The trigger is clear: the 28 February Israel-US strike on Iran triggered immediate market volatility, energy price spikes, and heavy capital outflows. The central bank responded with $26 billion in forex sales plus gold operations to inject liquidity and cap lira depreciation. A concurrent ~10% drop in global gold prices shaved a further $8 billion off the value of remaining holdings, amplifying the headline reserve decline to $18 billion in the first reported week alone. Gross forex reserves rose $5.8 billion last week (likely from swap inflows), yet total reserves still dropped $12.2 billion to $177.5 billion. Net reserves are down $35 billion since hostilities began.

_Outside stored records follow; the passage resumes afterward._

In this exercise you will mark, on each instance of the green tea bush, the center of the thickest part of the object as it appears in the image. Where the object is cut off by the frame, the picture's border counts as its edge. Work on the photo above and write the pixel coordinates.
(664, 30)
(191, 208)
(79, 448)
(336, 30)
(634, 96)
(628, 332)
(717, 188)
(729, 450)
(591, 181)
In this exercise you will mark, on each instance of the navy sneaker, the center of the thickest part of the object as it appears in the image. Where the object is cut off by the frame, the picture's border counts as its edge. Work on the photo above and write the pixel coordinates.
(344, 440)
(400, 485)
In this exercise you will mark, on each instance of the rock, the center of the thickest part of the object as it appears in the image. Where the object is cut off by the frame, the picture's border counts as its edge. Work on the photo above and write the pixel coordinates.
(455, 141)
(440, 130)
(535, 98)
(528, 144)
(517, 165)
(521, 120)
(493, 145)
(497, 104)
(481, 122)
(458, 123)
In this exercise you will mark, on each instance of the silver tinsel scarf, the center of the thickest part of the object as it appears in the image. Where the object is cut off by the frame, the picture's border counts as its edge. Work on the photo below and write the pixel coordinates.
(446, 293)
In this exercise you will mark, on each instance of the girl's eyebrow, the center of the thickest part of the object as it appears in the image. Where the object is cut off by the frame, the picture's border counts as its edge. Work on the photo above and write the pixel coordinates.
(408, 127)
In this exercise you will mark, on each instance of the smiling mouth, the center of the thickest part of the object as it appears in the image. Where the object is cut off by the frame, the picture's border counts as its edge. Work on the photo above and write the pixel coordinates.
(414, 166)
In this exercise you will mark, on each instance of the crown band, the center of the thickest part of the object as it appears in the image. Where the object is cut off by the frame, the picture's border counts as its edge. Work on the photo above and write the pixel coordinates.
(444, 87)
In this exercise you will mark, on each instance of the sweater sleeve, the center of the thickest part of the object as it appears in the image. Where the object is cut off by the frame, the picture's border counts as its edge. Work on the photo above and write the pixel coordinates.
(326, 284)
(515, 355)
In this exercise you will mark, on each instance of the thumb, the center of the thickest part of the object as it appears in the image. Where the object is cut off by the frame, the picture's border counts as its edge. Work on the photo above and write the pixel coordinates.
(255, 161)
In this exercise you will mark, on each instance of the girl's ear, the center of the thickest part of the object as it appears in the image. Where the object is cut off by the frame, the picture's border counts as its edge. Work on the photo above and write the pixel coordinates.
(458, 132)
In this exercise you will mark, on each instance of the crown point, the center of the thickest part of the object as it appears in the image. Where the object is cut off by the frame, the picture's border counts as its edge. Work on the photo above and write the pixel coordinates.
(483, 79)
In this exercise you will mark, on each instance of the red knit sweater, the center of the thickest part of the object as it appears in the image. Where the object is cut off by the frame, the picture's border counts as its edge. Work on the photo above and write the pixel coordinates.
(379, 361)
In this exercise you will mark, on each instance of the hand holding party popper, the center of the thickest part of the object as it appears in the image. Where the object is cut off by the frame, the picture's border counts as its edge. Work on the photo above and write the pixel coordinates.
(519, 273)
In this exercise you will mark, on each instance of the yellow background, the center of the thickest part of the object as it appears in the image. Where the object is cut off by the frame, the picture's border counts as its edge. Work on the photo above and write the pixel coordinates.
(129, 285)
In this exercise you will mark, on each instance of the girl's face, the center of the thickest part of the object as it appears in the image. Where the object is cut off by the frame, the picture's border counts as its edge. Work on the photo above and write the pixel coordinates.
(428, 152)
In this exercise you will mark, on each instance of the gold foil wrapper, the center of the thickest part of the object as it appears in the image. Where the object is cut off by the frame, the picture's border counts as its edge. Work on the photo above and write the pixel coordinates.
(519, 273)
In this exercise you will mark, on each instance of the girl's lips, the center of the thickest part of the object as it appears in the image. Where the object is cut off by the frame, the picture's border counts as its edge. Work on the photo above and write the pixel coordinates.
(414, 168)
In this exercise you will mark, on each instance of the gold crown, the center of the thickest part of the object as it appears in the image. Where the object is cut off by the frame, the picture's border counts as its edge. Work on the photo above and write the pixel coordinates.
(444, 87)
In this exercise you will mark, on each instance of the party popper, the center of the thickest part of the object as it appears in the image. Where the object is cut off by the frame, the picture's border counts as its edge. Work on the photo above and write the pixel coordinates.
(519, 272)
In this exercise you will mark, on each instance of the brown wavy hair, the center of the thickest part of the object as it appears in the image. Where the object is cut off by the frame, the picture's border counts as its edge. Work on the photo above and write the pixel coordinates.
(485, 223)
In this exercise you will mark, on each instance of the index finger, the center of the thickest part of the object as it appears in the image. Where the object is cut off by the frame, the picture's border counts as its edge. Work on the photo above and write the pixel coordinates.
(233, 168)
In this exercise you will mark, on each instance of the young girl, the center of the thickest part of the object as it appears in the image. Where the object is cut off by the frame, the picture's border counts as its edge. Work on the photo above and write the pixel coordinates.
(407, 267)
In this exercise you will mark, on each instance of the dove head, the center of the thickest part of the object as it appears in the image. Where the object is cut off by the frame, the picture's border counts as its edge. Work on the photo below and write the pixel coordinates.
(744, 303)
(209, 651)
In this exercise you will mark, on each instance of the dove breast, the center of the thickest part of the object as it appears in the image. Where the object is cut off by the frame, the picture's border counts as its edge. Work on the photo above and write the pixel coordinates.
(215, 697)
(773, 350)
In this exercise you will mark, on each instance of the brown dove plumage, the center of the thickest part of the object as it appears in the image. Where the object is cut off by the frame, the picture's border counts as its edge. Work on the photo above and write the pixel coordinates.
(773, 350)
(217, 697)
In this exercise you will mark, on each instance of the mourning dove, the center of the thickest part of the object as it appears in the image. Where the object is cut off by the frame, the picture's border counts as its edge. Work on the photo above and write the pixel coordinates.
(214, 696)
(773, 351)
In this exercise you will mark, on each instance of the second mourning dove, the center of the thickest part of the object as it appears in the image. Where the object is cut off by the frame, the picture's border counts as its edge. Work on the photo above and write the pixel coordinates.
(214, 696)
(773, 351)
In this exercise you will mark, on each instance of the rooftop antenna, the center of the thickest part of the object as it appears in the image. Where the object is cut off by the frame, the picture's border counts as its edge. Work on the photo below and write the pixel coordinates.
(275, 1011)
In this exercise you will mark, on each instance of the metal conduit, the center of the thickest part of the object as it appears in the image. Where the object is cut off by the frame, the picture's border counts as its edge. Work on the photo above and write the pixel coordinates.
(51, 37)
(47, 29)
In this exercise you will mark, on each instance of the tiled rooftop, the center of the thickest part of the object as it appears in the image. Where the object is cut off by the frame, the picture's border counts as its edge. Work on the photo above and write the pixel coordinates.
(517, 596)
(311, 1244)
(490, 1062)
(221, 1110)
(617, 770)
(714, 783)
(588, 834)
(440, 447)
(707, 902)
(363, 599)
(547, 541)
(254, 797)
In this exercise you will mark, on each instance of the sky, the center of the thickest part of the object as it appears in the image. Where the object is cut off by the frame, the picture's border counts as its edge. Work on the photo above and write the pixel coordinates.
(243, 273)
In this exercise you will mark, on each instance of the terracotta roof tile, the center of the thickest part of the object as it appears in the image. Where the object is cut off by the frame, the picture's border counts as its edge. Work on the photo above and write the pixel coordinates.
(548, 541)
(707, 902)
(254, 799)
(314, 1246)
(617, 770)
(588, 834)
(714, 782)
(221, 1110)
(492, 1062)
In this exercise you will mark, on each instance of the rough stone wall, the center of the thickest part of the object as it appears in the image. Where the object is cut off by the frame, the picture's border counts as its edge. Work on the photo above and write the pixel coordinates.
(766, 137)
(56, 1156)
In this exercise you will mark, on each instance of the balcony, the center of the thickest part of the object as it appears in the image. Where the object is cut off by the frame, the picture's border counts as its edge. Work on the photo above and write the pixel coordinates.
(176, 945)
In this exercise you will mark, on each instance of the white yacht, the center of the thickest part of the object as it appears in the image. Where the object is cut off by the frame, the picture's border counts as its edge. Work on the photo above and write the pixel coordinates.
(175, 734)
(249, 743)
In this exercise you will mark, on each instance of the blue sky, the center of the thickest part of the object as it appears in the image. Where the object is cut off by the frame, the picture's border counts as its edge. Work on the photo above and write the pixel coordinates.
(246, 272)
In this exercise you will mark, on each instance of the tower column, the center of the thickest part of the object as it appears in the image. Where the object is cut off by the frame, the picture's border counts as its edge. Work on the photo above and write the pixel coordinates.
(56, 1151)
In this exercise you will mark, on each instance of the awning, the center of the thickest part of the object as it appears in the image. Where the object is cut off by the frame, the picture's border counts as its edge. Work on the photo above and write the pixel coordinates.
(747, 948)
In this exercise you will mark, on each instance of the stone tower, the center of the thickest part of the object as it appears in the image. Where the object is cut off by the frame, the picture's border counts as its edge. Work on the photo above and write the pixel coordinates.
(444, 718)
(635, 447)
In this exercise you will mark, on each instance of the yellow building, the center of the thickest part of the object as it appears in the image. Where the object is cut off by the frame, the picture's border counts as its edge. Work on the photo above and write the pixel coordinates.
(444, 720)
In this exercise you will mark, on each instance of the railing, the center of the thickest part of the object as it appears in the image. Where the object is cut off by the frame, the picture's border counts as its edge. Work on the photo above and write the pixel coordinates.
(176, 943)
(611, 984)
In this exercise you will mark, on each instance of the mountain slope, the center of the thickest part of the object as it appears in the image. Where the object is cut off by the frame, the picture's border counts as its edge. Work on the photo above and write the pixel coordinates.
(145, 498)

Governor Fatih Karahan explicitly defended the strategy as “proactive, flexible, and controlled” ahead of London investor meetings. The central bank declined to comment on the underlying calculations. The moves mark a decisive shift from Turkey’s multi-year policy of gold accumulation to active deployment of the reserve buffer under geopolitical stress.

01

First-Order Effects

Obvious, immediate impacts
  • Immediate liquidity injection into Turkish banking system via gold sales and swaps, temporarily stabilising TRY and short-term funding rates.
  • Direct addition of ~48 tonnes physical gold supply to global market, contributing to the observed 10% price drop.
  • $26 billion forex sales and $35 billion net reserve loss signal accelerated capital outflow management since 28 February.
  • Total reserves fall to $177.5 billion reduces the central bank’s immediate buffer against further external shocks.
  • Lira volatility capped in the short term, but at the explicit cost of reserve quality.
02

Second-Order Effects

Cross-sector · cross-geography · time-lagged
  • Domestic dollarisation accelerates as households and corporates observe the central bank itself liquidating gold, reinforcing preference for hard assets over TRY deposits.
  • Higher energy import bill from sustained oil/gas prices feeds directly into Turkey’s current-account deficit, forcing further reserve usage or rate hikes later in 2026.
  • Regional EM central banks quietly reassess gold’s role in their own portfolios after watching Ankara deploy its buffer aggressively.
  • London and Zurich bullion desks see one-off margin boost from Turkish physical flows, but counterparty risk premia on gold swaps with Turkish banks widen.
  • Short-term relief in Turkish credit spreads reverses if investors reprice the depleted reserve cushion ahead of May local elections or rating reviews.
03

Alpha Layer — Opportunities

Trades · strategic positioning · business impacts
  • Consensus narrative that “geopolitical risk is gold-positive” is already being falsified by EM central-bank selling; the next leg of any war de-escalation could trigger an outsized gold price washout as more reserve managers follow Turkey’s lead.
  • Turkey’s rapid shift from gold hoarder to active seller marks the end of the post-2018 reserve-rebuilding cycle and opens a multi-quarter window for structurally higher Turkish local-currency yields—creating an asymmetric long opportunity in TRY bonds once the initial panic subsides.
  • Persistent reserve depletion raises the probability of an eventual IMF-style programme or capital controls by late 2026; markets are currently pricing only temporary liquidity stress, not regime change.
  • Gold’s safe-haven premium is being repriced in real time: physical buying in Asia and the Middle East may diverge sharply from Western ETF flows that are still reacting to the war headline rather than actual supply/demand mechanics.
  • Long-term structural winner: non-Turkish energy exporters and gold producers with low geopolitical beta; the clearest underpriced trade is short-term long energy volatility versus short gold futures once the current selling wave exhausts itself.